Martina Eva: Do you think there’s any potential left in the classic graphic adventure format?
Also, where do you think game criticism is heading?
Jed Pressgrove: Yes, there is definitely potential left, but developers have to play a careful balancing act. Mere homage to the genre is not good enough anymore, and to play off the point about expression and contrivance above, special care has to be taken with how, for example, puzzles are designed. Tim Schafer’s Broken Age both illustrates the potential of the genre and the pitfalls that developers should avoid. Broken Age is split into two games. The first game (or Act 1), in my estimation, is fairly brilliant. Act 1 of Broken Age allows the storytelling to dictate the puzzles. This approach gives the game an organic quality, and because of this, the story in Act 1 is able to make a powerful statement about how gender and race can divide us and bring us crashing together when we least expect it. Schafer, unfortunately, pisses all this potential away in Act 2, which features one contrived puzzle after another. It’s clear that Schafer backed away from his more creative instincts when he made Act 2.

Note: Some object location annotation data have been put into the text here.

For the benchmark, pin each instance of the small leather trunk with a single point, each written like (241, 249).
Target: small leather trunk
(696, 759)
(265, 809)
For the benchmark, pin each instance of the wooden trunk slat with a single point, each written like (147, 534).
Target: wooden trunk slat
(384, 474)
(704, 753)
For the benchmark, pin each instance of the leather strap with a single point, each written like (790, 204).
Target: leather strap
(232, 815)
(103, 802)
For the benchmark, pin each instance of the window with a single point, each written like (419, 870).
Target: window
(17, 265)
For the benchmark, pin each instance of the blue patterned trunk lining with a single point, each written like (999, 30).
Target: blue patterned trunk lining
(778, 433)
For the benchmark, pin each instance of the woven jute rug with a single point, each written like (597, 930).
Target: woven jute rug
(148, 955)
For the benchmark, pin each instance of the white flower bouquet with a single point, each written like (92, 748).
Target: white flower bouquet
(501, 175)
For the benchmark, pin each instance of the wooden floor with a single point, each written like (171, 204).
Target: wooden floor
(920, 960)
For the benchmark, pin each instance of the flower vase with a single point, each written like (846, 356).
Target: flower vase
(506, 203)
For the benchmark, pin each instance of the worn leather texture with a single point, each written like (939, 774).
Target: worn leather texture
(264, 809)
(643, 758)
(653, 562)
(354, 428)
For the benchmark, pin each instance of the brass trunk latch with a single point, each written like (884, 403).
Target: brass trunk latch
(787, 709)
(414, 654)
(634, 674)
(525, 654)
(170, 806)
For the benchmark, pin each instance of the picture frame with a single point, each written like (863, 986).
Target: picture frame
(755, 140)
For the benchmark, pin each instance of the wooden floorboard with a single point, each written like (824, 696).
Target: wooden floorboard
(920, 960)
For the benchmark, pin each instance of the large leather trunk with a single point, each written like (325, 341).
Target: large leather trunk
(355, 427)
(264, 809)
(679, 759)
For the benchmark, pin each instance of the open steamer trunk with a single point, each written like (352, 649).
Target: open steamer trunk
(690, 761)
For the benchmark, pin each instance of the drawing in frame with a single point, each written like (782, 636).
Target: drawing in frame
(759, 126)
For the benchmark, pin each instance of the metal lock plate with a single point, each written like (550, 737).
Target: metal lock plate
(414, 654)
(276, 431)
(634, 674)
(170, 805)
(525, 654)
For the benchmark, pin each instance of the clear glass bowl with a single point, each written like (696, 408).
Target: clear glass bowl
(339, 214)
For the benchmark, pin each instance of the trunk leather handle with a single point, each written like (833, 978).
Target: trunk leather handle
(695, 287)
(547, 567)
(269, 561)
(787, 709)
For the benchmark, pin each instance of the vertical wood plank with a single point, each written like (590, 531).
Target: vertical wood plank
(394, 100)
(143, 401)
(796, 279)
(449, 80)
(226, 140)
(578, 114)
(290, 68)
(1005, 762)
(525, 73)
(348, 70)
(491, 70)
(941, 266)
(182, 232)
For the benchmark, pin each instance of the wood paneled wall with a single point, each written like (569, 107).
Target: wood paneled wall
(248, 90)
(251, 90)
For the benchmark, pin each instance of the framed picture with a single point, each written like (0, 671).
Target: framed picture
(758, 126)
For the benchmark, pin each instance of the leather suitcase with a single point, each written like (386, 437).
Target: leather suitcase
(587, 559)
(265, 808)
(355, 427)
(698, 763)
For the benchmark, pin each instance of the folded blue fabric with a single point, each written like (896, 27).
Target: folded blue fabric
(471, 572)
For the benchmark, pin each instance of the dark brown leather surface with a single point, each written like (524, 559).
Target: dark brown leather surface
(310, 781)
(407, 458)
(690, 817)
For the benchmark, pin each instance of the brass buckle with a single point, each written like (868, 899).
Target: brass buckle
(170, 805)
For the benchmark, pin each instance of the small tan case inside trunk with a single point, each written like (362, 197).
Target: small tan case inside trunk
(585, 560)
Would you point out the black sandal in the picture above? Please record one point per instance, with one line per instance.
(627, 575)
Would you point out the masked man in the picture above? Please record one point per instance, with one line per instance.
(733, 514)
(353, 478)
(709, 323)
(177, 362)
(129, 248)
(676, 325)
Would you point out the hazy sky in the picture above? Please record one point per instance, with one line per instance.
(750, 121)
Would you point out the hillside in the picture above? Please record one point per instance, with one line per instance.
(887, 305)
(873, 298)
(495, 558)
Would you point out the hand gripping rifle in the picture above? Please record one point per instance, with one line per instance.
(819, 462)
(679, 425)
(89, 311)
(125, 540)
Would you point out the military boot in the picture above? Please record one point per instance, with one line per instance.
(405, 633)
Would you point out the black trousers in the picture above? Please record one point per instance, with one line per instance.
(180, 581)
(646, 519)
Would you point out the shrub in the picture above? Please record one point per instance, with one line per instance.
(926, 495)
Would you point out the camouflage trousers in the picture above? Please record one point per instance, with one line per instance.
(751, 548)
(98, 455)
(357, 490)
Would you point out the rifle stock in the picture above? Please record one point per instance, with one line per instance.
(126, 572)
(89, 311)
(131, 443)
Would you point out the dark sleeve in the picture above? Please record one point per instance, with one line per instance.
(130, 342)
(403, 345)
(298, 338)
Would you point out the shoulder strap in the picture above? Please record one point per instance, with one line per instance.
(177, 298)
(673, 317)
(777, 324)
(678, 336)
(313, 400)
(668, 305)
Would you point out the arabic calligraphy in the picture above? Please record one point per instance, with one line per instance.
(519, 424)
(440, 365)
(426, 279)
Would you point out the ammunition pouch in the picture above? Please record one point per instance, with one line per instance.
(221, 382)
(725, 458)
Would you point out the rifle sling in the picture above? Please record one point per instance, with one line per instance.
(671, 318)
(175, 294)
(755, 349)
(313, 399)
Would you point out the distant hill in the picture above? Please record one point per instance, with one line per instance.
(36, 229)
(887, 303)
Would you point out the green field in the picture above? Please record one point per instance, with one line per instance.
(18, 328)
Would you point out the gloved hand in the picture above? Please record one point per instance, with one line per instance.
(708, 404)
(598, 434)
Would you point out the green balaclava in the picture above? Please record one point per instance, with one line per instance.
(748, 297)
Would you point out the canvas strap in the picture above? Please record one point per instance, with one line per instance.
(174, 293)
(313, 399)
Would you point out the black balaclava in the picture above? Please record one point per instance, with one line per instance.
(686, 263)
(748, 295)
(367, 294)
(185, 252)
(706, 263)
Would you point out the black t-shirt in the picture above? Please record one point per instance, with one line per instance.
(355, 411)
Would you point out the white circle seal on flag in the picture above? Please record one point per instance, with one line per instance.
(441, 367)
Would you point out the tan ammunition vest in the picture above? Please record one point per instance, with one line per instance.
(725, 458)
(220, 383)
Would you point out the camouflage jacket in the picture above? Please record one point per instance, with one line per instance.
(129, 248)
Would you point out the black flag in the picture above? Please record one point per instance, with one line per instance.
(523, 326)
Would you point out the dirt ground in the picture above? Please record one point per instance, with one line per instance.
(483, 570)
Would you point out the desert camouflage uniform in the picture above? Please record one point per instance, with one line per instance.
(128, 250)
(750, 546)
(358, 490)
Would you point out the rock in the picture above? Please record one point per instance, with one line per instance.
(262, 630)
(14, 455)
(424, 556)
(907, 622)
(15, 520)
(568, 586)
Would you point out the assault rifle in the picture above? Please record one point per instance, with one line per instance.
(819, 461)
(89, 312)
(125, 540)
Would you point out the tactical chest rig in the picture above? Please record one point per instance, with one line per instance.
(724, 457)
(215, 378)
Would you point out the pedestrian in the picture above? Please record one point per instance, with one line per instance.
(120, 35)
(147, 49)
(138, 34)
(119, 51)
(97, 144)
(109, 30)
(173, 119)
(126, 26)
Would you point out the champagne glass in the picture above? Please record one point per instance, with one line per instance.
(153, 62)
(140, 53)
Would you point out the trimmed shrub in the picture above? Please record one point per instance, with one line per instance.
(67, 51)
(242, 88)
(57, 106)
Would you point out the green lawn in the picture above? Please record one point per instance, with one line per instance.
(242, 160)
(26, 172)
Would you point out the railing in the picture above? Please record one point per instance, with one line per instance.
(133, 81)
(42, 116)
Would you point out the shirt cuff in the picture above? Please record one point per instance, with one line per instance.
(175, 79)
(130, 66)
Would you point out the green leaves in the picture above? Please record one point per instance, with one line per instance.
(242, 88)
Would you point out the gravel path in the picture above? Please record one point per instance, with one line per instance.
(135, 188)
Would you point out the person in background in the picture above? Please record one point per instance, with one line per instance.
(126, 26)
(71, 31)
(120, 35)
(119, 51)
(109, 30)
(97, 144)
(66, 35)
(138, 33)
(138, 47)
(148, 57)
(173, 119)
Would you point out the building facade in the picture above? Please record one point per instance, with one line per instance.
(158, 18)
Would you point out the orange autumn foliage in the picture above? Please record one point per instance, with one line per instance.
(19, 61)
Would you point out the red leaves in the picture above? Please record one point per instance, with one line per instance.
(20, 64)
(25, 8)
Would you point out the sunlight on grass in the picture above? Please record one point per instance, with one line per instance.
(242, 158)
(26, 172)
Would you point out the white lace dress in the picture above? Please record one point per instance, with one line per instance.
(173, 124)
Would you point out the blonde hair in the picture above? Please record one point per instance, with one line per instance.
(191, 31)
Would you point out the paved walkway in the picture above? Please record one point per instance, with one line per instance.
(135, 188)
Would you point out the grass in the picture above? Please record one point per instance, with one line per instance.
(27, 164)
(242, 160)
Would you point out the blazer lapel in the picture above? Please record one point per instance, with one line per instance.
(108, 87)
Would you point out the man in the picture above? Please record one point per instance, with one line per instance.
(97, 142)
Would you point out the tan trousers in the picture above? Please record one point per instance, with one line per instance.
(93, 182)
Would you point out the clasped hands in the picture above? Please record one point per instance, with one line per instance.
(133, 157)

Your second question is tough! There are a lot of critics out there, so you never know who might capture people’s imagination. But right now, I fear game criticism is headed toward more deception and marketing. Specifically, I think you’re going to see a lot more critics who claim to be more analytical than the obvious game-enthusiast movement, but instead of catering to people who worship games, they will cater to particular political factions. Now, I’m not saying game criticism shouldn’t be political, but there is a difference between the following two things: (1) the personal politics of the critic coming out as part of their creative expression within the art form of criticism and (2) the critic functioning as a lackey for a particular political persuasion. A critic in either case can be “liberal,” for example, but the second type will almost always fall on the most obvious, pandering side of liberalism. The second type will also be far less willing to consider the artistic merit of work that doesn’t cater to their political faction’s whims. The disgusting part is that game companies are becoming increasingly aware of this unexamined bias, and they’re ready to exploit critics with politicized marketing. Look at how Bethesda’s marketing for Wolfenstein II: The New Colossus panders to the “Punch a Nazi” crowd. Look at how games keep overusing the word “resistance.” Look at how the developer of Kingdom Come: Deliverance implies that a lack of racial diversity automatically equates to “historical accuracy.” Instead of ignoring this type of marketing altogether, many critics want to be a part of the publicity, whether good or bad, and they’re ready to redraw the lines that divide us, all in the name of ego and success.
Adam Eisentrout: Was there one specific game that made you want to be a game critic or write specifically about gaming?
Jed Pressgrove: If I must boil it down to one game, it would have to be Blazing Lazers. It wasn’t the first game I wrote about, but it was the one that made me want to be a dedicated game critic. I first played Blazing Lazers after I had become a bit jaded about video games, and its brilliance showed me that sometimes you have to search for greatness rather than expecting it to show up for you in the popular channels. On a very basic level, Blazing Lazers made me excited to write about games.